With the establishment ruthlessly weaponising the issue of Europe against Corbyn, we must focus on the need for a general election, argues Chris Nineham
The Brexit fiasco has been so spectacular and damaging for the establishment because it isn't just about Europe. The deadlock is in fact an expression of a wider crisis of the British state. The EU and its forerunner the EEC have been controversial in Britain since they were founded. The British ruling class has historically been divided on its approach to the European Union, one wing backing a trade policy focussed on the former imperial territories of the so-called commonwealth and a close relationship with the US, the other pushing for deeper integration in Europe. Britain’s international decline and the growing importance of finance have meant that the overwhelming majority of British banking and big business now support EU membership. Post-referendum, this has created an extraordinary situation in which a Tory government has to try to implement a policy that is directly opposed to the strategy of big finance and the dominant corporations.
That was always going to be an unstable situation. It has created such deep turmoil because it has finally blown open the faultlines in the modern Tory Party. Thatcherism was based on an ideological lash up between free market fundamentalism and 'traditional' British values. The key sections of British capital's support for globalisation and financialisation is often accompanied by a superficial social liberalism and support for some immigration. This is a package that doesn't go down well in the Tory shires for whom imperial nostalgia, family values and racist attitudes were essential to Thatcher's renovation of Toryism in the 1970s and 1980s.
If David Cameron’s attempt to ‘modernise’ Toryism was controversial, the decision to call the Brexit referendum in 2015 made it explosive.
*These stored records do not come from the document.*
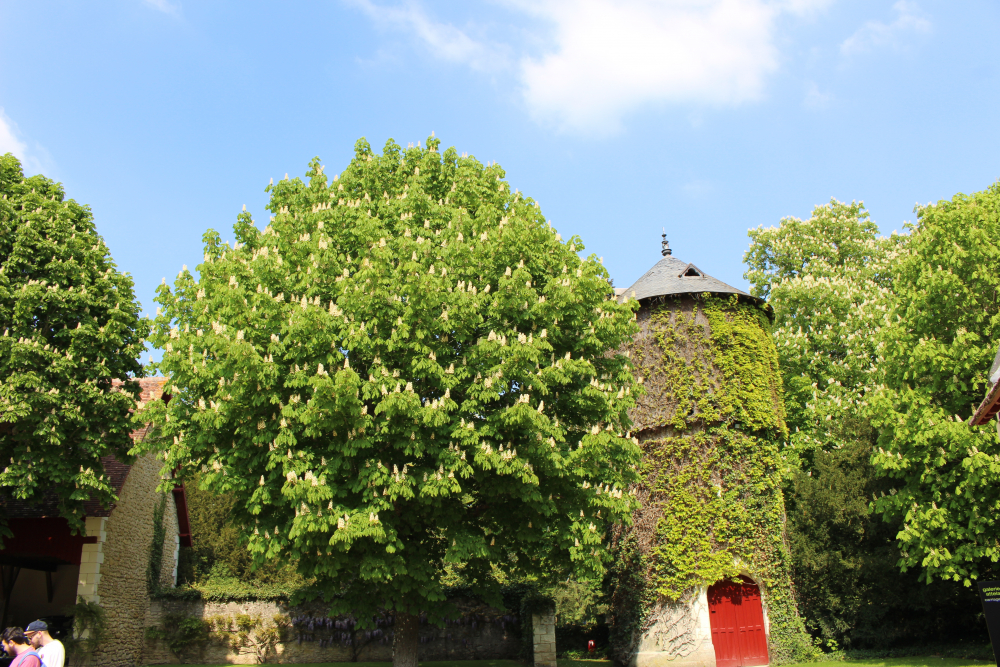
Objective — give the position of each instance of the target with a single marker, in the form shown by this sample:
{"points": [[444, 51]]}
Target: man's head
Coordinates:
{"points": [[13, 640], [37, 633]]}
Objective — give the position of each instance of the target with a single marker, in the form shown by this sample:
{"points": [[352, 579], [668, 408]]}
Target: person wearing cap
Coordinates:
{"points": [[51, 650], [16, 645]]}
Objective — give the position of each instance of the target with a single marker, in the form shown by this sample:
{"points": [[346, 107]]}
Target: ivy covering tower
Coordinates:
{"points": [[709, 532], [69, 326], [406, 368]]}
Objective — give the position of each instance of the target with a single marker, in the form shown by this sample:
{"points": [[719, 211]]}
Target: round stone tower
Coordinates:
{"points": [[701, 577]]}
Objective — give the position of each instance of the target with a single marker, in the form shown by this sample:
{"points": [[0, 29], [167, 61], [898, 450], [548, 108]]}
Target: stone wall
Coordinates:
{"points": [[543, 630], [171, 544], [121, 583], [481, 633], [679, 634]]}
The referendum gave the Tory right an opportunity to rally the members around them and to fight back. But crucially it also gave the wider population a way of expressing their growing sense of alienation from Westminster politics, the impact of globalisation and foreign wars and a sense of sovereignty slipping away. The depth of the Brexit crisis can only be understood as an intersection between elite division and popular discontent.
The Brexit vote, however, was far from being a reactionary bloc, and it was all the more threatening for it. What make matters even worse for the elites, their usual escape route in times of difficulty, bringing in a Labour government, is closed off for them by the fact of Corbyn’s leadership, another reaction against the neoliberal establishment. The Financial Times and City AM have regularly reported that though the City would prefer to remain in Europe, it is more worried by a Corbyn government than it is by Brexit. They are worried in particular by the prospect of a radical reforming government coming to office at a time when there is a mood of insubordination around the country.
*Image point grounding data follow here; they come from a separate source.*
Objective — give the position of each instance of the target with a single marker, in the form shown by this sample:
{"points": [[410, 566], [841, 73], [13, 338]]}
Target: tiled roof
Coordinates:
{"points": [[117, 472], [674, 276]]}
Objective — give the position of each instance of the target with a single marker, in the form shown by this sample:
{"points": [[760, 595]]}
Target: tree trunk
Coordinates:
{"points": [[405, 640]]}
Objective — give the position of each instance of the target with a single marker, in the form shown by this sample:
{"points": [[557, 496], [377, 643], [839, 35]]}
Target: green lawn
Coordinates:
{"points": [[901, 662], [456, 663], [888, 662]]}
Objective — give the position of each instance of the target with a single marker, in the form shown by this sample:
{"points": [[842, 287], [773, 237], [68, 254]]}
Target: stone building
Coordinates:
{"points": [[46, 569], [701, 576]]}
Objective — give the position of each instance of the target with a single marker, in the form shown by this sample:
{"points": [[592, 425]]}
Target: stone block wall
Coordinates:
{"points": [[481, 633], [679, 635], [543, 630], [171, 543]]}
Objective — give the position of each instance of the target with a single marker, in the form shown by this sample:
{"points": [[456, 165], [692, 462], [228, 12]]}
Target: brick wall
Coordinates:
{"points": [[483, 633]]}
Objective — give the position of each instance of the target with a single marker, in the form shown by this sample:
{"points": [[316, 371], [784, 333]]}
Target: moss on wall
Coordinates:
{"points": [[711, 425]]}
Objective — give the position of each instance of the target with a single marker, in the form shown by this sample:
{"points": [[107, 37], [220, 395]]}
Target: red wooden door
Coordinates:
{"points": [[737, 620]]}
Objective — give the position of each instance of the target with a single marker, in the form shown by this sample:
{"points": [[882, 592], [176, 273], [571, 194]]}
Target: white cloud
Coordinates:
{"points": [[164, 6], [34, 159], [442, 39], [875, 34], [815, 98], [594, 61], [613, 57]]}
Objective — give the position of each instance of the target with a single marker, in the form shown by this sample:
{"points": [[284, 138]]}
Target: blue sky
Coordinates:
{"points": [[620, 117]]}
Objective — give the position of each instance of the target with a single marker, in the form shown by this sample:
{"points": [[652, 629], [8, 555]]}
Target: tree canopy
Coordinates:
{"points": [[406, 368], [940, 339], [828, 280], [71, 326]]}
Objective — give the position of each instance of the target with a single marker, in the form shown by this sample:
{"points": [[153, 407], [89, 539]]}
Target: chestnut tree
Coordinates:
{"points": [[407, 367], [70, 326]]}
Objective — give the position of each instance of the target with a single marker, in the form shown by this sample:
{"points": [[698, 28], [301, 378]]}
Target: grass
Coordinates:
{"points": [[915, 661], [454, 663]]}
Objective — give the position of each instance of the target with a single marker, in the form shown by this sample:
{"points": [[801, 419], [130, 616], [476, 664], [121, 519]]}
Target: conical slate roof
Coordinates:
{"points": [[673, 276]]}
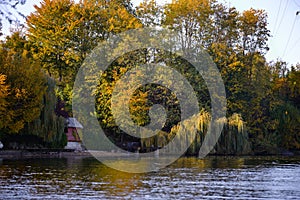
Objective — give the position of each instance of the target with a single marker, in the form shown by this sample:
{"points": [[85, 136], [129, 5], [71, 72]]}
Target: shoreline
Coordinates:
{"points": [[65, 153]]}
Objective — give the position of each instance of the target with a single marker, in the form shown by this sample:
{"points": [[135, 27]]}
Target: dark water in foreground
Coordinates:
{"points": [[188, 178]]}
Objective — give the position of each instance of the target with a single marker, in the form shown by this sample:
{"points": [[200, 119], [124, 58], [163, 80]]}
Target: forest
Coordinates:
{"points": [[39, 64]]}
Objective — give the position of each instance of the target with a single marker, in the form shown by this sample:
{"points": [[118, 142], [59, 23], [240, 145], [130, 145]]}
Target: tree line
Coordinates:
{"points": [[262, 97]]}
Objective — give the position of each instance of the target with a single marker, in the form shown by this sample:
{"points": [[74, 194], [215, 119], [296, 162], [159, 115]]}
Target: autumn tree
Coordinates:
{"points": [[26, 84]]}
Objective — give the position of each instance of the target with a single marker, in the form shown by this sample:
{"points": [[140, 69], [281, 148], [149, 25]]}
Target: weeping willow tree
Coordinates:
{"points": [[48, 126], [233, 140]]}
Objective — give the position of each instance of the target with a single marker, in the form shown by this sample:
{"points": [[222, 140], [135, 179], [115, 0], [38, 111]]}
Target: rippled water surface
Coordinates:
{"points": [[188, 178]]}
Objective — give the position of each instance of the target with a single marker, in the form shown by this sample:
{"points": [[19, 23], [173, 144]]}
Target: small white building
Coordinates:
{"points": [[74, 141]]}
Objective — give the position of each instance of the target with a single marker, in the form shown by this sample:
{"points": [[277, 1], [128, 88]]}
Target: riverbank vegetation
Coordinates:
{"points": [[263, 110]]}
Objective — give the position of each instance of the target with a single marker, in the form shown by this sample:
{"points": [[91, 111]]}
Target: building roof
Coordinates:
{"points": [[72, 122]]}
It is this that explains the fact that the normal means of resolving a political impasse, a general election, has barely been countenanced in mainstream political discussion. It is also one of the reasons why the ruling class has been prepared to put up for so long with the most incompetent Prime Minister anyone can remember. The main ruling class party is deadlocked and the social democratic second best has an insurgent and unusually radical leadership that cannot be trusted to respect the status quo.
This is why important sections of the establishment have been promoting calls for a second referendum and taking the extraordinary step of organising mass demonstrations to try and impose their view on society. For them it is a way out of the impasse that avoids the danger of a Corbyn government. The People's Vote campaign provides a platform from which to attack Corbyn, who has in general taken the democratic position of respecting the outcome of the referendum. A second vote would of course have the advantage of opening up the possibility of keeping the UK in Europe, big business's preferred outcome.
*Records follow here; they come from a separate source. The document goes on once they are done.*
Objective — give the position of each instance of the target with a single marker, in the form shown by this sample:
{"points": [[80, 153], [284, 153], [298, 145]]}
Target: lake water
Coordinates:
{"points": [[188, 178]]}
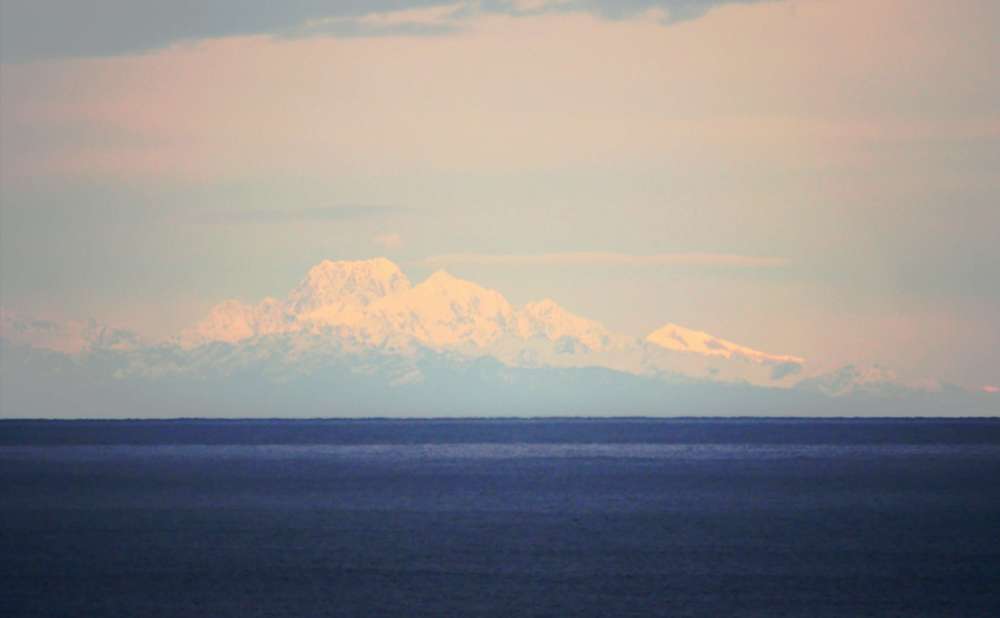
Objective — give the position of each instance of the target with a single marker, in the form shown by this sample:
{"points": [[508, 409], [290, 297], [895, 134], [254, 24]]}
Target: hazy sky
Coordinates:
{"points": [[808, 177]]}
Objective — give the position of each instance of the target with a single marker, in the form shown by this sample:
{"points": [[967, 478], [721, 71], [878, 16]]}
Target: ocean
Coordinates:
{"points": [[527, 517]]}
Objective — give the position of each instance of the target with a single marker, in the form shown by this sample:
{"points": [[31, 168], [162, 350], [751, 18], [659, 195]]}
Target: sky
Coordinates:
{"points": [[806, 177]]}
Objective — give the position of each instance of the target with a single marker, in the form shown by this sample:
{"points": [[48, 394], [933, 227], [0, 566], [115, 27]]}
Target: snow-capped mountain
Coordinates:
{"points": [[357, 338]]}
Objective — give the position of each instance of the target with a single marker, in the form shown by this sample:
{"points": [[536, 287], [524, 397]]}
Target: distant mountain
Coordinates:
{"points": [[357, 338], [371, 305]]}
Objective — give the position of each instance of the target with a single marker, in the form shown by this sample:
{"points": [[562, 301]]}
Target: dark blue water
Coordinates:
{"points": [[500, 518]]}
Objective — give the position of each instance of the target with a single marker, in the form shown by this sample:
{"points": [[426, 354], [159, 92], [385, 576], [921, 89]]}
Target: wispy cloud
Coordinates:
{"points": [[56, 28], [388, 240], [585, 258], [282, 215]]}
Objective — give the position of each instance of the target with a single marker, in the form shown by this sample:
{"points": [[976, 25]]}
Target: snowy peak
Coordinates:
{"points": [[331, 287], [852, 379], [445, 311], [680, 339], [548, 320]]}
Suggestions of a cross party 'parliamentary' solution to the crisis also has big dangers for the left. What is at stake here is who is going to lead Britain out of a deepening crisis. A left-led Brexit would open up the possibility of a resolution that involved turning away from austerity, privatisation and the financialisation that has helped to spread debt and keep wages down. In 2017, to most people's shock and some people's horror, Jeremy Corbyn and his supporters showed that by being radical and confident and appealing to the wider movement, the left could connect with millions and show a way forward. The left needs to have the confidence that we can do it again and this time to win. But to do so we have to understand that the issue of Europe is being weaponised against Corbyn to restore the status quo and that a general election is still the option the ruling class fear most.
Chris Nineham is a founder member of Stop the War and Counterfire, speaking regularly around the country on behalf of both. He is author of The People Versus Tony Blair and Capitalism and Class Consciousness: the ideas of Georg Lukacs.